一句諷刺的沖擊波足以把我按到南墻上,我瞪了瞪眼,半天才啞然出聲:“韓千洛,北棋跟我說……之前一段時間,見到過你跟周大海有來往。
你該不會是讓他們下手把姚瑤給綁架了吧?”
然后我就看到韓千洛抓起話筒就撥了條內線:“人事經理在么?
把公司特簽平面模特周北棋的檔案調出來,讓法務部著手處理一下解約的相關——
理由?呵,理由就是公司內部傳遞破壞企業文化的負面信息。”
“韓千洛你神經病啊!”我撲上去直接把他電話給按了:“你又不是生活在真空里的,難道干了壞事還不許別人發現?”
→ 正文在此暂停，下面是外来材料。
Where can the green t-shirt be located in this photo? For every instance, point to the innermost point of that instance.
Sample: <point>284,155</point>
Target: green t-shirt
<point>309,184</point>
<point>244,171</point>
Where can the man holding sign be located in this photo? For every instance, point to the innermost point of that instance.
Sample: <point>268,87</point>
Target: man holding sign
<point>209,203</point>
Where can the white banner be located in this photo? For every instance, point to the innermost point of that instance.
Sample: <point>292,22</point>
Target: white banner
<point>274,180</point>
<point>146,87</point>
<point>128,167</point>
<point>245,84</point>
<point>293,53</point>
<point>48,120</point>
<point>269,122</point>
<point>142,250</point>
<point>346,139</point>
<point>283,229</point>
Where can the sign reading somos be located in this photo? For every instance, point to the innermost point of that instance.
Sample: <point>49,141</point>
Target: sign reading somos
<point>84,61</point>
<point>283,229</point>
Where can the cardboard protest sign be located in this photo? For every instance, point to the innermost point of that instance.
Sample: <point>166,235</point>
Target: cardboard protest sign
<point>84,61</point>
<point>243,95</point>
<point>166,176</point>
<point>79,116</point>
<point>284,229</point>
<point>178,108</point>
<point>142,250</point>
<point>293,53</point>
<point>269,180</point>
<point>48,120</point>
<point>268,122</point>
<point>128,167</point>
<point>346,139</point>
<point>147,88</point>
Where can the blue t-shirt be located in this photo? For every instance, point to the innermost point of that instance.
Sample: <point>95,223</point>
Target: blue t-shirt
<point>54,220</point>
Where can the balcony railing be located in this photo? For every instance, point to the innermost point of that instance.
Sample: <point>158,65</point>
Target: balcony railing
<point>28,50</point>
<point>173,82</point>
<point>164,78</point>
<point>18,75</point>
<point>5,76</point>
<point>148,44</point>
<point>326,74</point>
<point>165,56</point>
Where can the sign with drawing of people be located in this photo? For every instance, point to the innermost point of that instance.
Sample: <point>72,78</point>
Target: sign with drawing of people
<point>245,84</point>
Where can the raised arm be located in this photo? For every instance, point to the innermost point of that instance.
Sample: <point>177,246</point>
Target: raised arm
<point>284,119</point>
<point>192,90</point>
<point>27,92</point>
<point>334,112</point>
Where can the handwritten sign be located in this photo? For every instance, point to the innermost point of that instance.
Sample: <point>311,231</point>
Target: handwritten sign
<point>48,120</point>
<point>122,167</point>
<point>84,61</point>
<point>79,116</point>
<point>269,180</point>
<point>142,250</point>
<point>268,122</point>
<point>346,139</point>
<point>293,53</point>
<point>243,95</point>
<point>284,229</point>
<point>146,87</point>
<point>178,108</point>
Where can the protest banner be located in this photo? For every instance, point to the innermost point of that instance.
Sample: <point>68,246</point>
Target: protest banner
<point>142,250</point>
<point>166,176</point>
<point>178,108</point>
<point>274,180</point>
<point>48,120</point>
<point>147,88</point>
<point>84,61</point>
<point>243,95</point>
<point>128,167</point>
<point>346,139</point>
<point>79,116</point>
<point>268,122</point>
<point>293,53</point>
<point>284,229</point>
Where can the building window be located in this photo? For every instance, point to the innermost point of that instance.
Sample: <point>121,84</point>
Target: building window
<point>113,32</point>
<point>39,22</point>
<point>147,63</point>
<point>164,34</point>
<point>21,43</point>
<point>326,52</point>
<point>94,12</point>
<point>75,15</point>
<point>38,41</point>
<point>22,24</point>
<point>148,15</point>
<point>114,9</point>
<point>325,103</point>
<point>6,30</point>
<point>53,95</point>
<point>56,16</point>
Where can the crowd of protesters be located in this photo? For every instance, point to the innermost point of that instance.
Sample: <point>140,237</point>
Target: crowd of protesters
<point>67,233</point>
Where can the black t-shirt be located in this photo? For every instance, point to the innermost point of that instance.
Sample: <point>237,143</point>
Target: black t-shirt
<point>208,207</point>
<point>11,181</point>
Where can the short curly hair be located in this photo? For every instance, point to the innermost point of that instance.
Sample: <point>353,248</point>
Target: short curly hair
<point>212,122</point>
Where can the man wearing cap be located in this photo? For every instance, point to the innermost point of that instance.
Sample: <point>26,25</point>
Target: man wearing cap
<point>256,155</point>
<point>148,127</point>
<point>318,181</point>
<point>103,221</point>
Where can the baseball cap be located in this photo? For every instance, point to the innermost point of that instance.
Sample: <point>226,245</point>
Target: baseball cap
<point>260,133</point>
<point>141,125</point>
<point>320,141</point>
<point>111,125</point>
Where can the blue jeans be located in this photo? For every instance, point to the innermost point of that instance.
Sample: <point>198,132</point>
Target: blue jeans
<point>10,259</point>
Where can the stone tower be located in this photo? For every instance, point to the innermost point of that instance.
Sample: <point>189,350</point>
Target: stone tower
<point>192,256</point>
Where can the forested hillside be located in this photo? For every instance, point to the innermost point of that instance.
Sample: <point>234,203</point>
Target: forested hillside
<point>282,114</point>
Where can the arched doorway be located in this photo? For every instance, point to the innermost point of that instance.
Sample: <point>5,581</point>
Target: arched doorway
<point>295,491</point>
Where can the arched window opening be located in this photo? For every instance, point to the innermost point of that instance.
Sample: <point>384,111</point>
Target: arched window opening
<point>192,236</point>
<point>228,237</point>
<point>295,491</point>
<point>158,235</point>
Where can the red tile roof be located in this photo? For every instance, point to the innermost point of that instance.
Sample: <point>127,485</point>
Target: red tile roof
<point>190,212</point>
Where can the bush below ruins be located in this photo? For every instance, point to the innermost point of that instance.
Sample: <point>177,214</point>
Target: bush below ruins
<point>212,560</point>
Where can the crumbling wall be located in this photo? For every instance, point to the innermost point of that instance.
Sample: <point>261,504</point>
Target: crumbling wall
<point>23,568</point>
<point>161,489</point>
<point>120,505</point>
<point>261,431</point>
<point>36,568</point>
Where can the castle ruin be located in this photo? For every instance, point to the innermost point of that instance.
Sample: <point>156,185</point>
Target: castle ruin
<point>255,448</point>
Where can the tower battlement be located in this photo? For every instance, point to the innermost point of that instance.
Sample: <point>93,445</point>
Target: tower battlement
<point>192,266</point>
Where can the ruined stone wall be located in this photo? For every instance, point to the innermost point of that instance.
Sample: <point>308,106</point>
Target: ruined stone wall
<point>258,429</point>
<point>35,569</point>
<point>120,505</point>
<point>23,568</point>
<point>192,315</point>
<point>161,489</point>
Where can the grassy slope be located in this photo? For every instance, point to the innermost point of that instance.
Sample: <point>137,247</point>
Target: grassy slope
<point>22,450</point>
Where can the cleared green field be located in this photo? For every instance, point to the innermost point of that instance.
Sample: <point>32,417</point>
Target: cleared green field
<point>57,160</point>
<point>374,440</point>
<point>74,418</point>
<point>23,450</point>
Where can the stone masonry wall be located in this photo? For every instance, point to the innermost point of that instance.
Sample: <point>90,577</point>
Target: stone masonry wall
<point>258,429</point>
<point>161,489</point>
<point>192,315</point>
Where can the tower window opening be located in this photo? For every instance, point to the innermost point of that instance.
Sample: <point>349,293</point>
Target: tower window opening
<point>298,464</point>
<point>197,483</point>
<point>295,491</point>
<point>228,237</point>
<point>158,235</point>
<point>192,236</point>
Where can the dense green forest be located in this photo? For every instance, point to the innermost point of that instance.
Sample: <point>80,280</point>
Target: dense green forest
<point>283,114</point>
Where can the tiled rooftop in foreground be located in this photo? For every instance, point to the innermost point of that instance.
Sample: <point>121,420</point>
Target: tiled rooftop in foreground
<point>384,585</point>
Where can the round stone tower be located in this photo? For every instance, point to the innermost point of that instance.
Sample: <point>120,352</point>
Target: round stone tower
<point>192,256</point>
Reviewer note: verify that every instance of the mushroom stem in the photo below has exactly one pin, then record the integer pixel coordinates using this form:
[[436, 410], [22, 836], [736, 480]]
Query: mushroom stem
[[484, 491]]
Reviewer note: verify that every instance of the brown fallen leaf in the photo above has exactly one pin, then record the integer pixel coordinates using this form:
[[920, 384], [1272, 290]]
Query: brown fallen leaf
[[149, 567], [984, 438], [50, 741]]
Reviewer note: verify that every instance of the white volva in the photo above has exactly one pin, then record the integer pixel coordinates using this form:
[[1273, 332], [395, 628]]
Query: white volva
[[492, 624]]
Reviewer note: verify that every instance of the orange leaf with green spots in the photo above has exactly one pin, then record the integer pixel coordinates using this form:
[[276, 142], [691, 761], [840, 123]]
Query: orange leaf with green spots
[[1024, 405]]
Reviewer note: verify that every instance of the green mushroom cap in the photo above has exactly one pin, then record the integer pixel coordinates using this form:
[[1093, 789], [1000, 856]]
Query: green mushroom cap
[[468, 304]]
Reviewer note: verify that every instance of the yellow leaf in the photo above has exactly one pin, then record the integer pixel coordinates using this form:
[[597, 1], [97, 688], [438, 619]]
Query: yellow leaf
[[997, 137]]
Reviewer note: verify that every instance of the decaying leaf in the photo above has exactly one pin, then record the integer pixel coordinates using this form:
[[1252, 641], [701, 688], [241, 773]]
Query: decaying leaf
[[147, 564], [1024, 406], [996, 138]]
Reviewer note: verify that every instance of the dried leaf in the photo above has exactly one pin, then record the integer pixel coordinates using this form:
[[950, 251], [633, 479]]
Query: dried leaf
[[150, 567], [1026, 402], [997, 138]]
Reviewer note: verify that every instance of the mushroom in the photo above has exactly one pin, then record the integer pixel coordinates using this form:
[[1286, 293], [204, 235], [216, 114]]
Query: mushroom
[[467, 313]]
“我干什么壞事了?”他的眼神真清澈,清澈得就像那三十一歲的人兒重返十三歲了一樣。
我不想看他的眼睛,因為在我這二十五六年不算豐盛的人生閱歷中——韓千洛是唯一一個即使撒謊也不會從眼睛里表露出來的人。
搖搖頭,我說我先回辦公室了。但愿姚瑤是被人抓走強女干一頓。
“祝你夢想成真。”韓千洛扶著身子坐下來,比我一個懷著肚子的動作都不便利。
咦?我想起來他說今天有重要的客人,該不會就是指的——蔣懷秀吧?
結果到下午的時候,湯緣急急忙忙叫我出去,說有人來找我了。
我當時正喝酸奶呢,被她火燒火燎地一拽,噴了一鍵盤。
“誰呀?”我祈禱,最好是警察哈,警察來告訴我找到姚瑤的尸體了。我特么寧愿像當初一樣再被懷疑幾天,也希望她永遠不要出現了!
結果一抬頭——真是警察啊!!!!
三個警官,兩男一女。為首的一個三十多歲,看起來是個頭頭。
“請問,您是姚夕女士么?”
他甩開警官證給我看,我點點頭:“您好,我是。”
“你好,我們是s市刑偵重案科的,有些事希望您能協助調查。”
他開門見山,直入主題。
我扶著肚子點了下頭:“您說吧,是關于——”
“關于你的前夫,名揚集團現任執行董事沈欽君。”姓李的刑警隊長讓我坐下,同時示意年輕的女警開始著筆記錄。
“沈欽君?他……怎么了?”我不是故意緊張的,只是太驚訝了。
“是這樣的,他因涉嫌謀殺名揚集團前總賬會計張曼迪,已經于兩小時之前被我們警方在機場控制逮捕。
我們現在找不到他的妻子和母親,所以想要先向你了解些情況。”
我停頓了三秒鐘,然后從椅子上彈了起來:“你說什么?!”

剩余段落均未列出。